We need to deal with 2 data quality issues before we can build a predictve model and forecast:
First, we’ll impute missing values with the mean value of our timeseries
# Naive mean imputation
usage$KWH <- ifelse(is.na(usage$KWH), mean(usage$KWH, na.rm=TRUE), usage$KWH)
# Should be empty
usage %>% filter(is.na(usage$KWH))
## # A tsibble: 0 x 3 [?]
## # ℹ 3 variables: CaseSequence <dbl>, Date <mth>, KWH <dbl>
Next we’ll remove our outlier point as well.
# First, impute the outlier point to the mean
limit <- 3000000
usage$KWH <- ifelse(usage$KWH < limit, mean(usage$KWH, na.rm=TRUE), usage$KWH)
lambda <- usage %>% features(KWH, features = guerrero) |>
pull(lambda_guerrero)
# Print out optimal lambda value
# print(lambda)
usage$KWH_transformed <- box_cox(usage$KWH, lambda)
usage %>% autoplot(KWH_transformed) +
labs(x="Month", y="Kilowatt-Hours (Box-Cox)", title="Power Usage: Box-Cox Transformed")
Let’s check again for stationarity in our dataset via the Augmented Dickey Fuller test similar to above.

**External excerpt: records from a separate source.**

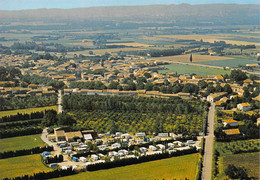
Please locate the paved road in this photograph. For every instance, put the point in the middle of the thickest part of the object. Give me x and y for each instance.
(207, 162)
(59, 102)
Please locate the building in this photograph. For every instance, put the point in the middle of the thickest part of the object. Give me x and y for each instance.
(244, 107)
(216, 96)
(230, 122)
(231, 132)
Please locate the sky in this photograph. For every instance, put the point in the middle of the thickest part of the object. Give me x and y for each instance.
(66, 4)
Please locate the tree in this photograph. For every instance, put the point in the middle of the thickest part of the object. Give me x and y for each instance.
(227, 88)
(147, 75)
(238, 75)
(65, 119)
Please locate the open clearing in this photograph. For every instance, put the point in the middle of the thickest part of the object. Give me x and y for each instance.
(18, 166)
(195, 58)
(189, 69)
(173, 168)
(29, 110)
(250, 161)
(21, 142)
(215, 37)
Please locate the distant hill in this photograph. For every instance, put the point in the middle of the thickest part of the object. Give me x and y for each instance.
(183, 14)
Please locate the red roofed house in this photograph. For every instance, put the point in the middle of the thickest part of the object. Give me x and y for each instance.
(230, 122)
(244, 107)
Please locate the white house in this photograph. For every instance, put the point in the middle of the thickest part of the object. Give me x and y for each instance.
(116, 145)
(244, 107)
(230, 122)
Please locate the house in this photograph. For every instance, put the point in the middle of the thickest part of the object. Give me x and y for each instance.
(116, 145)
(73, 136)
(143, 149)
(141, 134)
(87, 137)
(231, 132)
(83, 159)
(94, 157)
(153, 148)
(190, 142)
(216, 96)
(102, 147)
(60, 135)
(161, 146)
(244, 107)
(230, 122)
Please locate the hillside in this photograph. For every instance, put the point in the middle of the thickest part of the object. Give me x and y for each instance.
(183, 14)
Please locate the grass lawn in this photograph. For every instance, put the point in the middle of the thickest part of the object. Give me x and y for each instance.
(18, 166)
(250, 161)
(22, 142)
(188, 69)
(29, 110)
(177, 167)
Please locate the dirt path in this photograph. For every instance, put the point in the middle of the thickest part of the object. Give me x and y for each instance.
(207, 163)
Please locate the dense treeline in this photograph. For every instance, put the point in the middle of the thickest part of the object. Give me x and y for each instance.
(45, 175)
(134, 104)
(24, 152)
(55, 159)
(27, 102)
(35, 79)
(21, 117)
(141, 159)
(158, 52)
(20, 132)
(134, 114)
(20, 124)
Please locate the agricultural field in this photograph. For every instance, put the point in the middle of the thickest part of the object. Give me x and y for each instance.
(195, 58)
(172, 168)
(29, 110)
(237, 39)
(189, 69)
(131, 44)
(233, 153)
(250, 161)
(235, 62)
(18, 166)
(21, 142)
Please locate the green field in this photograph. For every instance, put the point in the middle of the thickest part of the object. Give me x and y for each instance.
(250, 161)
(22, 142)
(188, 69)
(29, 110)
(230, 63)
(177, 167)
(18, 166)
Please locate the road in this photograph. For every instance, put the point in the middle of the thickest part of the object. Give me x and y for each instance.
(59, 102)
(207, 162)
(206, 66)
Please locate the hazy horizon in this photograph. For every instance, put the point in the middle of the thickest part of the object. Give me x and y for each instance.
(67, 4)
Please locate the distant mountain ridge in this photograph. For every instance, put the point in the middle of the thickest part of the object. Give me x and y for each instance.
(225, 14)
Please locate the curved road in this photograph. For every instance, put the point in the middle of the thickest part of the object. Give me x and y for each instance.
(207, 162)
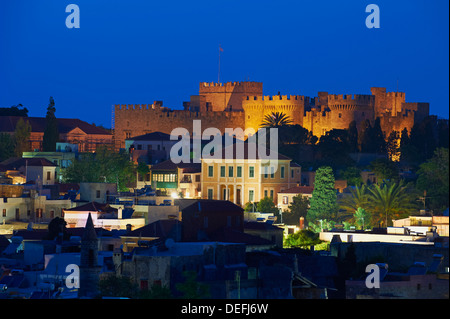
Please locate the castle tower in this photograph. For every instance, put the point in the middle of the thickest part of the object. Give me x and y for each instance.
(219, 97)
(338, 111)
(257, 107)
(387, 102)
(89, 268)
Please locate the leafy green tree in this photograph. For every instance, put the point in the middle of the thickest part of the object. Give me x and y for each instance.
(276, 120)
(378, 140)
(15, 110)
(362, 218)
(323, 203)
(56, 227)
(352, 137)
(385, 169)
(371, 138)
(6, 146)
(433, 177)
(191, 288)
(352, 175)
(251, 207)
(103, 166)
(364, 137)
(298, 208)
(142, 169)
(51, 132)
(22, 137)
(117, 286)
(358, 198)
(156, 292)
(391, 200)
(304, 238)
(393, 146)
(334, 148)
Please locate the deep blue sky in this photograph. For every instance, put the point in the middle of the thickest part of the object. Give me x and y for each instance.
(138, 51)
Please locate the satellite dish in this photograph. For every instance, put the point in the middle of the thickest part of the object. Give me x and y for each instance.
(169, 243)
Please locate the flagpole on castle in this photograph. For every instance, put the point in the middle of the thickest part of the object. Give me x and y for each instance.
(218, 75)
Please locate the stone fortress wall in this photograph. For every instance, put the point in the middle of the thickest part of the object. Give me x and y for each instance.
(242, 105)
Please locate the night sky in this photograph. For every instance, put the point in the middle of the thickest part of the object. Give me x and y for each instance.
(138, 51)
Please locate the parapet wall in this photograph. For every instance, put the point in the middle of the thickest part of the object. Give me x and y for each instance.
(139, 119)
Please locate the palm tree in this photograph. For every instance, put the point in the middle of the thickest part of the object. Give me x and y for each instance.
(391, 199)
(276, 120)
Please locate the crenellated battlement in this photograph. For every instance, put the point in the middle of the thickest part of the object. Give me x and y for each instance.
(242, 104)
(159, 112)
(247, 84)
(396, 95)
(346, 98)
(275, 98)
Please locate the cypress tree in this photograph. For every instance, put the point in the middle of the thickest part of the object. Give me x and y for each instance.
(51, 133)
(323, 203)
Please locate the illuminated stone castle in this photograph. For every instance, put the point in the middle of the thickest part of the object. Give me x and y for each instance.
(243, 105)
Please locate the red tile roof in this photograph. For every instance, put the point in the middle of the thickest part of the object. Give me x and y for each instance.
(298, 190)
(93, 207)
(8, 124)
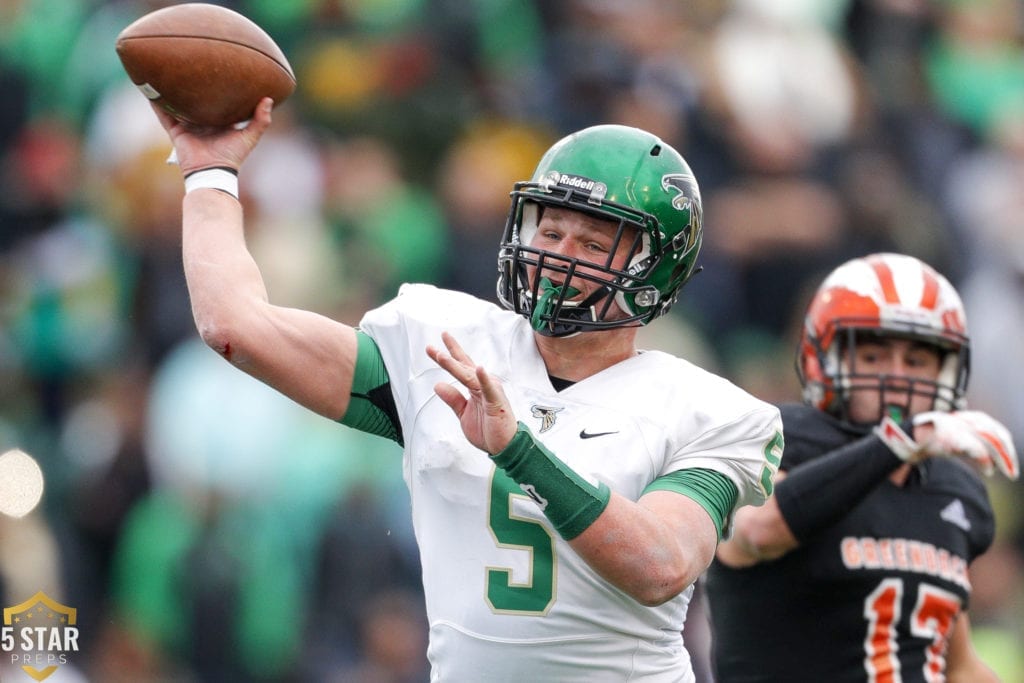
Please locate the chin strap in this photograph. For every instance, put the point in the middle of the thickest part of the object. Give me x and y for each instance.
(544, 305)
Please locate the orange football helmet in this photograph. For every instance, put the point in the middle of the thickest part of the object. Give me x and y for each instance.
(887, 295)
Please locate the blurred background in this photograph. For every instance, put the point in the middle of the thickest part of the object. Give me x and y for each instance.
(207, 529)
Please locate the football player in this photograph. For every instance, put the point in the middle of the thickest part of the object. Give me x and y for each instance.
(566, 487)
(857, 568)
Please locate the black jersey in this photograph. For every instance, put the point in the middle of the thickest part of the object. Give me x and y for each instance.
(871, 598)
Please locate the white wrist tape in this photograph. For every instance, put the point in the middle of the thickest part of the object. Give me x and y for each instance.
(224, 179)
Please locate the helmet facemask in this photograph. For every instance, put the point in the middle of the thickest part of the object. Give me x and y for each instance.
(540, 284)
(614, 173)
(839, 369)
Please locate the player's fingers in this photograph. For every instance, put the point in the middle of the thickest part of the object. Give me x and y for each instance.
(459, 371)
(494, 395)
(1001, 454)
(261, 119)
(166, 120)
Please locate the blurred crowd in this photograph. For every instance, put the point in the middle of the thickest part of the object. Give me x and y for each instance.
(207, 529)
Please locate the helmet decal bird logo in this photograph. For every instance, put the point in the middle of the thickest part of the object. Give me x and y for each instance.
(546, 415)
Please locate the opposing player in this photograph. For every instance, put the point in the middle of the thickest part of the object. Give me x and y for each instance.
(857, 567)
(567, 488)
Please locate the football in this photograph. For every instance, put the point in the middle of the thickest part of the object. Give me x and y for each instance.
(204, 63)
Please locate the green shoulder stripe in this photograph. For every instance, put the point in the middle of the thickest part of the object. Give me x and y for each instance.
(372, 406)
(715, 492)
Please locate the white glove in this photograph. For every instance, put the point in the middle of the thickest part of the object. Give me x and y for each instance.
(973, 434)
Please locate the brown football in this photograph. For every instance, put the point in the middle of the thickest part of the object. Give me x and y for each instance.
(204, 63)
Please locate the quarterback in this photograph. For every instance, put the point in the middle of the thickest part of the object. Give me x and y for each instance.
(567, 488)
(857, 569)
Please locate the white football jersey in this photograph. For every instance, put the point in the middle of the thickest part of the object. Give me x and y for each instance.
(507, 598)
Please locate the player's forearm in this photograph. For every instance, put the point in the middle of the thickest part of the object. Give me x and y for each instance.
(224, 282)
(759, 534)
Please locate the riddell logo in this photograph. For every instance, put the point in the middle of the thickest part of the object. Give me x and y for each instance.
(38, 634)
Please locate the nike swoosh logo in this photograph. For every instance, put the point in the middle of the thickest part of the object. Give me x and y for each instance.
(586, 434)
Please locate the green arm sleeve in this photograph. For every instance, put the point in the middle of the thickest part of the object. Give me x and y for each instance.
(715, 492)
(372, 406)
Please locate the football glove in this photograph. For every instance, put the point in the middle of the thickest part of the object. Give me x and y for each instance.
(968, 433)
(975, 434)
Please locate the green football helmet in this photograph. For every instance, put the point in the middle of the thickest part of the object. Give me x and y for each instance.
(614, 173)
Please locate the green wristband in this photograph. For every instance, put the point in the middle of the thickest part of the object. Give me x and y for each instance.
(566, 499)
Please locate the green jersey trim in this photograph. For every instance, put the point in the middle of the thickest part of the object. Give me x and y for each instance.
(713, 491)
(372, 408)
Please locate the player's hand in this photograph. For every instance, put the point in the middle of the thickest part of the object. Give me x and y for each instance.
(197, 147)
(968, 433)
(485, 416)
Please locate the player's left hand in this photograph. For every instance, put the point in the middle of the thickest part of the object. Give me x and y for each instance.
(973, 434)
(485, 416)
(199, 147)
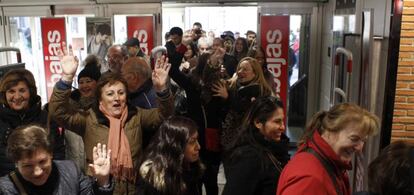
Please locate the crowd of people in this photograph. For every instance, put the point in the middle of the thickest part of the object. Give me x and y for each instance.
(165, 125)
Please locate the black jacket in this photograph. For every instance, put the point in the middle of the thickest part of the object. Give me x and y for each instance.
(70, 180)
(251, 171)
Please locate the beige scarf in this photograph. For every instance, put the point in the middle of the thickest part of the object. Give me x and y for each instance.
(121, 159)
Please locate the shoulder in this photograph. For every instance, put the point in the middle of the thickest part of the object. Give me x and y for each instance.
(246, 153)
(303, 172)
(304, 163)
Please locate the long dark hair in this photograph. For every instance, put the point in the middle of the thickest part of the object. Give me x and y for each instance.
(389, 173)
(260, 111)
(166, 153)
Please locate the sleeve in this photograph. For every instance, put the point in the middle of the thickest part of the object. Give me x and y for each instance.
(153, 117)
(242, 175)
(60, 110)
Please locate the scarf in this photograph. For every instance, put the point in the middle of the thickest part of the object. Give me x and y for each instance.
(121, 159)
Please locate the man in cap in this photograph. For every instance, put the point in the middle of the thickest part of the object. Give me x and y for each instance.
(134, 49)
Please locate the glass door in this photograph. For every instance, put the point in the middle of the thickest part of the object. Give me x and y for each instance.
(122, 13)
(300, 79)
(22, 30)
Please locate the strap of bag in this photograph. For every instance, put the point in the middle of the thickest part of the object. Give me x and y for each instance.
(18, 184)
(412, 170)
(328, 167)
(275, 162)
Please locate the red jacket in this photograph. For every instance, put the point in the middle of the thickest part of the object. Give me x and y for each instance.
(305, 174)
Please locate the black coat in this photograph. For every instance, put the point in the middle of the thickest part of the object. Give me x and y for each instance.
(70, 181)
(10, 119)
(191, 179)
(251, 171)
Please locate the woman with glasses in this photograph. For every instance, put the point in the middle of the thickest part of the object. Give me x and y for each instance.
(260, 150)
(325, 151)
(37, 173)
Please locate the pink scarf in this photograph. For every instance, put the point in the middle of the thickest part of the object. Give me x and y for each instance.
(121, 159)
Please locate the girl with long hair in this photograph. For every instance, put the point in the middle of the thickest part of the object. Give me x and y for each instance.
(171, 163)
(260, 150)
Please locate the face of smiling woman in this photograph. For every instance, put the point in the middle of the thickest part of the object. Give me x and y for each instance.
(113, 98)
(346, 142)
(18, 96)
(36, 168)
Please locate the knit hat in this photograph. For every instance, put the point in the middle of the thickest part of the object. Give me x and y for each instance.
(91, 71)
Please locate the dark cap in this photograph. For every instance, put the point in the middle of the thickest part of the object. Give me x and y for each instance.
(132, 42)
(91, 71)
(227, 34)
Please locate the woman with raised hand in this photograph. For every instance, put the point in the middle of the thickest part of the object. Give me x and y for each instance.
(37, 173)
(248, 83)
(171, 163)
(325, 151)
(112, 120)
(260, 150)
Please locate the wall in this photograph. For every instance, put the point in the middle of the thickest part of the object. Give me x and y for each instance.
(403, 121)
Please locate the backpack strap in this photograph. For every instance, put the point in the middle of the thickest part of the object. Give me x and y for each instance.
(17, 183)
(329, 167)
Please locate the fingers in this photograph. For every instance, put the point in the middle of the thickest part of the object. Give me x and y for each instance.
(70, 50)
(92, 168)
(95, 153)
(108, 156)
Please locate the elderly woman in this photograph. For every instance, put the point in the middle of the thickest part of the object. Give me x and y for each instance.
(171, 163)
(325, 151)
(30, 149)
(20, 105)
(112, 120)
(260, 150)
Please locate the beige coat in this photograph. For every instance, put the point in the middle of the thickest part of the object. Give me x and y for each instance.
(93, 126)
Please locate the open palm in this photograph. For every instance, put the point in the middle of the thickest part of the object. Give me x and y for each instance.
(160, 73)
(101, 163)
(68, 62)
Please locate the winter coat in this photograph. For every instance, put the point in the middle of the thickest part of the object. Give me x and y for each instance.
(70, 181)
(93, 126)
(254, 169)
(208, 114)
(305, 174)
(144, 187)
(10, 119)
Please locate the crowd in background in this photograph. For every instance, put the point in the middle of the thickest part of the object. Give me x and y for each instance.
(164, 124)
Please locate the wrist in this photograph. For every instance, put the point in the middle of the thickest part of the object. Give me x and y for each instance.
(67, 78)
(103, 181)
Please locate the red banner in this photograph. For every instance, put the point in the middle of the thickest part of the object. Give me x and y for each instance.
(142, 28)
(274, 33)
(53, 34)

adf.test(usage$KWH_transformed)
## Warning in adf.test(usage$KWH_transformed): p-value smaller than printed
## p-value
##
## Augmented Dickey-Fuller Test
##
## data: usage$KWH_transformed
## Dickey-Fuller = -4.5238, Lag order = 5, p-value = 0.01
## alternative hypothesis: stationary
Again, we see a p-value less than 0.05, so we can reject the null hypothesis and assume our time series is stationary. In this case as well, the variance of our seasonal fluctuations also does not change with time, so we won’t need to transform the data (via Box-Cox or other methods).
Let’s also take a look at the autocorrelation and lag plots. We see some signifiicant peaks in the PACF plot at a lag of 2 and 12, indicating we’ll want both seasonal and non-seasonal MA parameters in our ARIMA model (see Hyndman for similar example).
usage %>%
gg_tsdisplay(difference(KWH_transformed, 12) %>% difference(),
plot_type='partial', lag=36) +
labs(title="Seasonally differenced", y="")
We see some strong seasonality with our data from the ACF plot, which is to be expected as we’re dealing with highly seasonal data.
First, let’s create some models aligning with the basic methods enumerated in Hyndman. We can use the naive
usage_fit <- usage %>%
model(
Mean = MEAN(KWH_transformed),
`Naïve` = NAIVE(KWH_transformed),
`Seasonal naive` = SNAIVE(KWH_transformed)
)
usage_fit %>% forecast(h=5) %>% autoplot(usage)
We can look at the residuals of our basic prediction methods (Seasonal naive, in particular)
usage_fit %>% select("Seasonal naive") %>% gg_tsresiduals()
We see normally-distributed residuals, but a significant lag of 12 in
our Seasonal naive decomposition.
We could also apply an ARIMA model here. In this case, we’ll want a seasonal ARIMA model as we’re handling a time series with stronger seasonal components. The significant lags at multiples of
# Train an ARIMA model on usage data
usage_arima <- usage %>% model(
auto=ARIMA(KWH_transformed),
arima=ARIMA(KWH_transformed ~ pdq(2,1,0) + PDQ(0,1,1))
)
usage_fc <- usage_arima %>%
forecast(h=12)
usage_fc %>% autoplot(usage)
Let’s take a look at our residual plots of our auto-selected model
usage_arima %>% select(auto) %>% gg_tsresiduals()
We see a pretty big lag autocorrelation at periods of 3 and 6, but our residuals do appear to be roughly normally distributed in this case.
Lastly, we’ll write our forecasted values for 2014. This file is availeble as a CSV on my GitHub here
# Write to excel: posted on GitHub
usage_fc %>% write_csv(file="../data/power-usage-predictions.csv")